Written by George S. Kaufman (who wrote "A Night At the Opera" and others for the Marx Brothers) and Moss Hart (author of dozens of Broadway shows and director of the original Broadway productions of "Camelot" and "My Fair Lady"), this classic of the American theater tells the wildly adventurous tale of a famous but ornery radio personality who takes over an Ohio household at Christmas time.

Directed by Northern Stage Associate Artistic Director Robert Jay Cronin, the play stars Broadway veteran Robert Ousley as Sheridan Whiteside, the world’s worst holiday houseguest. After he slips and falls outside an Ohio home, the famous radio personality must stay to recover. Along the way, he turns the household into comic chaos, complete with singing, tap-dancing children. Favorite holiday carols, fast-moving comedy and an unbelievable cast of characters make this play an outstanding event for the whole family.

Ousley comes to Northern Stage with a long list of stage credits, including the original Tony Award-winning Broadway production of "Sweeney Todd" with Angela Lansbury; the recent Tony Award-winning revivals of "Kiss Me Kate" and "Showboat;" "Othello, starring Christopher Plummer and James Earl Jones; "Threepenny Opera" with Sting; "City of Angels;" and the late Richard Harris’ five-year world tour of "Camelot."

The cast also includes professional actors Ian Blackman and Shannon Polly, as well as returning Northern Stage favorites, including John Hayden, Amber Dow, Kevin Carter, M. Carl Kaufman, Brad Bass, and Kathleen Wallace.

Kaufman was from Pittsburgh, where he wrote stories and plays for his high school literary magazine before entering law school. Pleurisy forced him to abandon higher education, after which he worked as a typist, a clerk, and a salesman. In New Jersey, working for a ribbon company, he sent humorous essays to the Passaic Herald and then to the New York Tribune, eventually rising to a spot as drama reporter for the paper.

By 1937 Kaufman was a successful writer and director of a succession of hit plays, musicals, and films. Despite his extraordinary success on Broadway, he was terrified of failure and kept his day job as drama critic at the Times. His collaboration with Hart has been likened to that of Gilbert & Sullivan.

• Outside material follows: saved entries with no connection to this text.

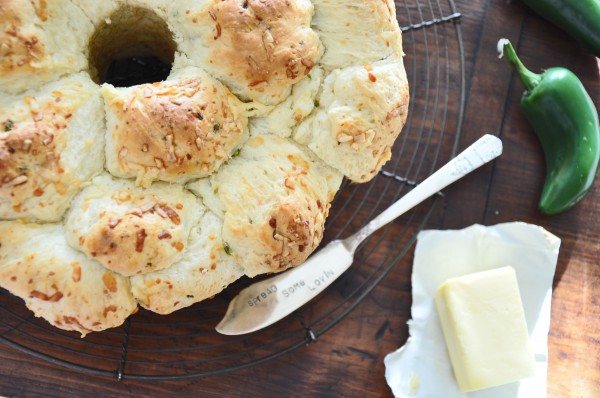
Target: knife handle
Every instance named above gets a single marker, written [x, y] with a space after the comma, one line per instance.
[476, 155]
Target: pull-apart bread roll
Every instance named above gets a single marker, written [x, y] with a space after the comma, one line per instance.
[38, 44]
[273, 198]
[59, 283]
[157, 189]
[51, 143]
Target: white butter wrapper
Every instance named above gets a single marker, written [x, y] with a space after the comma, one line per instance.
[421, 368]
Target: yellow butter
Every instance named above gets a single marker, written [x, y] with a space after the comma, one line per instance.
[484, 326]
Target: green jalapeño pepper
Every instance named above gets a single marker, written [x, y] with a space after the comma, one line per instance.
[565, 121]
[579, 18]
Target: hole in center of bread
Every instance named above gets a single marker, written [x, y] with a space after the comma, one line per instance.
[133, 46]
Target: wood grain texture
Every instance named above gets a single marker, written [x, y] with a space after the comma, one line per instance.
[348, 360]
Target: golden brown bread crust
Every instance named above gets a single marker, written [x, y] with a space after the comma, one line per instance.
[35, 46]
[131, 230]
[38, 135]
[262, 46]
[173, 130]
[59, 283]
[269, 104]
[273, 198]
[21, 45]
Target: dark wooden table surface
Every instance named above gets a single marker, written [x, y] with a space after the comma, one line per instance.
[348, 360]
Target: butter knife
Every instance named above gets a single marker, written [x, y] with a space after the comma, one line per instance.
[266, 302]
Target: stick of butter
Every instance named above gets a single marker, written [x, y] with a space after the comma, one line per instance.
[485, 330]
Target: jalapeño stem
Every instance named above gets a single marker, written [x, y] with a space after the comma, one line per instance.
[530, 80]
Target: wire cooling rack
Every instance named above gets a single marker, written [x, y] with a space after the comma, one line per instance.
[185, 344]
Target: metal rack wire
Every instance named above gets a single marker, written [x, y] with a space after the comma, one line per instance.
[185, 345]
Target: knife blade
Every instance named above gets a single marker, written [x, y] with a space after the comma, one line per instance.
[268, 301]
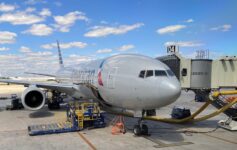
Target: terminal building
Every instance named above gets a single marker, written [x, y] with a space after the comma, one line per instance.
[202, 73]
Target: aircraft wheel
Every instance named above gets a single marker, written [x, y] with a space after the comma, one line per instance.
[137, 130]
[144, 129]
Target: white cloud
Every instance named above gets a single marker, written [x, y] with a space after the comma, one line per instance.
[25, 49]
[20, 18]
[170, 29]
[223, 28]
[39, 54]
[45, 12]
[126, 47]
[189, 20]
[63, 23]
[33, 2]
[7, 37]
[5, 7]
[59, 4]
[102, 51]
[39, 30]
[184, 44]
[65, 45]
[30, 9]
[4, 49]
[102, 31]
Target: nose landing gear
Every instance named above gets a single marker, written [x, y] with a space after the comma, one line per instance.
[140, 129]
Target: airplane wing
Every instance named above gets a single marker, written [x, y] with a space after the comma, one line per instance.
[40, 74]
[52, 86]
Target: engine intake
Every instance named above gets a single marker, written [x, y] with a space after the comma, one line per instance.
[33, 98]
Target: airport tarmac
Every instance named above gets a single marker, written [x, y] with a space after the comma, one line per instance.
[202, 135]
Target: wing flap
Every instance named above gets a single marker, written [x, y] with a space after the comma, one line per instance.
[53, 86]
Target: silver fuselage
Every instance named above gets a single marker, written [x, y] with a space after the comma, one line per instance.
[117, 82]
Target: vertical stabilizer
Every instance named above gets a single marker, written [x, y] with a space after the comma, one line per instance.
[60, 56]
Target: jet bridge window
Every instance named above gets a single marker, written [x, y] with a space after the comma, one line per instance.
[149, 73]
[170, 73]
[160, 73]
[142, 74]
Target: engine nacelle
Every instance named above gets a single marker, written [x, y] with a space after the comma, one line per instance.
[33, 98]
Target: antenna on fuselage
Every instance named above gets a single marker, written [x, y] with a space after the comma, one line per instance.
[60, 56]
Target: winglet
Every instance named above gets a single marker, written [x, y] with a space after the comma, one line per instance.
[60, 56]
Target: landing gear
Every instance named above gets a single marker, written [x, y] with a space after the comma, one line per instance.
[140, 129]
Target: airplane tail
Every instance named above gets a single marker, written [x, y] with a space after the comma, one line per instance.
[60, 56]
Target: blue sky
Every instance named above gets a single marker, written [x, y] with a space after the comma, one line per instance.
[90, 29]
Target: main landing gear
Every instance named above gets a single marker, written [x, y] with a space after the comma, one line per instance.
[140, 129]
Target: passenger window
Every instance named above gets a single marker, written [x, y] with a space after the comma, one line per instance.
[142, 74]
[170, 73]
[149, 73]
[160, 73]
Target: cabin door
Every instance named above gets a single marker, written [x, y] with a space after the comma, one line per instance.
[111, 78]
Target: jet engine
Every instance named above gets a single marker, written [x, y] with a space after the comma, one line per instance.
[33, 98]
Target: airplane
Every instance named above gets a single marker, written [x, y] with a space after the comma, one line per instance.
[118, 83]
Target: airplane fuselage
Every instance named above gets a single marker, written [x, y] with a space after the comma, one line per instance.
[128, 81]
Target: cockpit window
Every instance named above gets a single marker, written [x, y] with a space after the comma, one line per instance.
[149, 73]
[170, 73]
[142, 74]
[160, 73]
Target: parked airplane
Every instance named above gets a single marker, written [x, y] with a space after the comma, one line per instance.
[125, 81]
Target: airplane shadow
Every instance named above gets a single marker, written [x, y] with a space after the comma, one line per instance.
[165, 132]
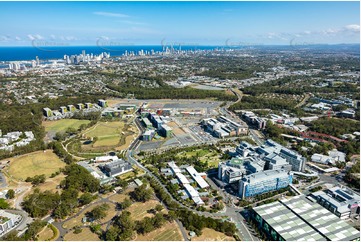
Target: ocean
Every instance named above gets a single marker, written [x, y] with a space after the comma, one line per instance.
[47, 53]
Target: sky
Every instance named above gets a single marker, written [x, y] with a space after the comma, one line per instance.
[185, 23]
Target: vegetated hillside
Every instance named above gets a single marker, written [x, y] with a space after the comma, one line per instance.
[17, 117]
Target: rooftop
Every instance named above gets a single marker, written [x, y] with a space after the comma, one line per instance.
[299, 219]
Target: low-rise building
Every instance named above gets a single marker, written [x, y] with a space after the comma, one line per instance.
[116, 168]
[63, 110]
[8, 221]
[88, 105]
[342, 202]
[197, 177]
[71, 108]
[47, 112]
[147, 123]
[166, 130]
[102, 103]
[299, 219]
[223, 127]
[80, 106]
[148, 135]
[264, 181]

Hart was a penniless 25-year-old in 1929, with one ambition: to be a Broadway playwright. Sam Harris, a highly successful Broadway producer, linked him up with Kaufman, one of the most successful playwrights in the country, and the two created a mega-hit with "Once In A Lifetime." Over the next 10 years, they wrote seven more shows together. Four were long-running hits, and the others were successes that other playwrights would have been pleased to claim. "You Can’t Take It With You" won them the Pulitzer Prize.